I also used ravells idea for farmland texture in the background...Still gotta work on the mountain of course, and the building needs more modelling work and texturing work.

----------


## RPMiller

That's a nice "start"

----------


## Robbie

Eh, its coming along...I did a good bit of work on it tonight, just out of boredom.

I worked a little more on modelling, and actually carved out all the windows of the upper floor.  I also applied a little texture to the place, but still need to do the domes, and put the doors...and the windows on the lower floor.

I'm also not finished with the atmosphere/scenery/backdrop.

I also think I'm gonna move the building back so the front door actually has some walkway room...that first step off the porch is a doozy.

----------


## Torq

That is so damn cool. Hurry up, do more!

Torq

----------


## RPMiller

That's going to be a beaut when it is finished. Definitely 1st prize at the county fair worthy.  :Wink:

----------


## Robbie

You guys are killin me heheh...

Here's some more window work, and a larger render.  Coming soon...doors, railing, dome windows, maybe some lighting, texturing, and better scenery.

----------


## RPMiller

Shaping up very nice! Speaking of that, don't forget the half naked damsel in the upper tower peering out the window for her dragon to come... er... knight, yes, knight to come rescue... yea rescue her.

----------


## Baziron

I don't want to sound too negatively, but something about this has the feel of military installation / nuclear power plant.

I suppose it's temporary and wont be there when it's finished, but at the moment... ;-)

----------


## Robbie

I know what ya mean...its the lack of proper texture I think...and the lack of external architectural detail.

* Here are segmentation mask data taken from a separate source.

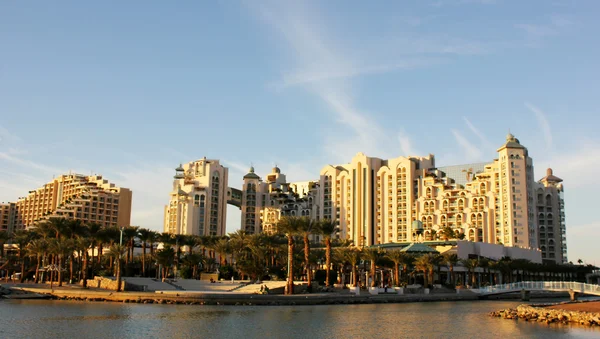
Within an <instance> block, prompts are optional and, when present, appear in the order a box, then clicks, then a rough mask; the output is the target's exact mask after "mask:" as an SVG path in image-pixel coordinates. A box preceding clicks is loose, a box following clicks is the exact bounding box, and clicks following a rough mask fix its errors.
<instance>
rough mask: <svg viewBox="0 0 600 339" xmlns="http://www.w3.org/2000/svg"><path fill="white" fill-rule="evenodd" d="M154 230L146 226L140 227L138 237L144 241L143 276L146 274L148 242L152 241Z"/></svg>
mask: <svg viewBox="0 0 600 339" xmlns="http://www.w3.org/2000/svg"><path fill="white" fill-rule="evenodd" d="M151 234H152V231H151V230H149V229H146V228H140V229H139V230H138V237H139V238H140V241H141V242H142V276H143V277H145V276H146V243H147V242H148V241H150V237H151V236H152V235H151Z"/></svg>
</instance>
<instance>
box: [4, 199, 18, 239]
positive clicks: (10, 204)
mask: <svg viewBox="0 0 600 339" xmlns="http://www.w3.org/2000/svg"><path fill="white" fill-rule="evenodd" d="M16 214H17V206H16V204H15V203H14V202H9V203H0V232H2V231H5V232H8V233H12V232H13V231H14V226H15V218H16Z"/></svg>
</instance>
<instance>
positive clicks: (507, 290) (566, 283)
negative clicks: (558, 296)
mask: <svg viewBox="0 0 600 339" xmlns="http://www.w3.org/2000/svg"><path fill="white" fill-rule="evenodd" d="M523 289H524V290H544V291H568V290H573V291H575V292H579V293H585V294H594V295H600V285H593V284H585V283H580V282H573V281H521V282H516V283H510V284H502V285H494V286H488V287H482V288H479V289H476V290H475V291H477V292H479V293H481V294H497V293H506V292H512V291H520V290H523Z"/></svg>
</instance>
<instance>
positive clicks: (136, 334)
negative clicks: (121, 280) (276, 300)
mask: <svg viewBox="0 0 600 339" xmlns="http://www.w3.org/2000/svg"><path fill="white" fill-rule="evenodd" d="M518 304H520V302H518V301H479V302H435V303H434V302H431V303H407V304H377V305H329V306H279V307H269V306H200V305H195V306H185V305H144V304H117V303H84V302H66V301H45V300H44V301H42V300H40V301H33V300H27V301H25V300H24V301H16V300H15V301H0V338H9V337H10V338H21V337H32V336H40V337H45V338H72V337H85V338H123V337H151V338H157V337H162V338H166V337H173V338H197V337H203V338H232V337H238V338H240V337H243V338H244V339H246V338H261V337H271V338H282V337H288V338H350V337H357V338H365V337H373V338H406V337H410V338H498V337H504V336H507V337H519V338H525V337H527V338H558V337H560V338H565V337H566V338H598V337H600V330H599V329H588V328H583V327H579V326H576V327H573V326H564V325H545V324H538V323H527V322H523V321H510V320H504V319H499V318H491V317H489V316H487V313H488V312H490V311H492V310H498V309H502V308H507V307H515V306H517V305H518Z"/></svg>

I haven't been able to work on this since my laptop hard drive died, and had to be reformatted...its got some bad sectors, and I'm waiting for a replacement to arrive (today) so I haven't reinstalled the software since I'm going to have to reformat this again when the new hard drive arrives anyways.

----------


## StillCypher

AUGH! You mean we have to wait _longer_ to see the next step? But... but...!!!

----------


## Robbie

Back from my trip...so I figured I'd work a little more on this model.  Got the doors built, railing built...fixed the issues with the domes blending into the building...

Now I just gotta get the domes properly designed with glass panes.  Also rendered this one a little later in the day.

----------


## RPMiller

Oh this is starting to shape up brilliantly!

----------


## delgondahntelius

It's looking great Arcana, it kinda reminds me of a temple for St. Cuthbert .... i dunno why, but that was my first thought when I looked at it  :Very Happy:  

looking forward to more installments  :Very Happy:

----------


## industrygothica

So I just discovered this thread, and already I'm wanting more.  Looks like it's been a while since you've updated it, so don't you think it's about time?  :Wink:

----------


## Robbie

I haven't forgotten this...and its goign to be used in my new campaign, but I'm putting it on hold until the campaign gets closer to this point.  Unless something comes up that bores me to the point of needing to work on this, It will be a few weeks before I get back to it...thanks for looking tho!  I do plan on finishin it!

----------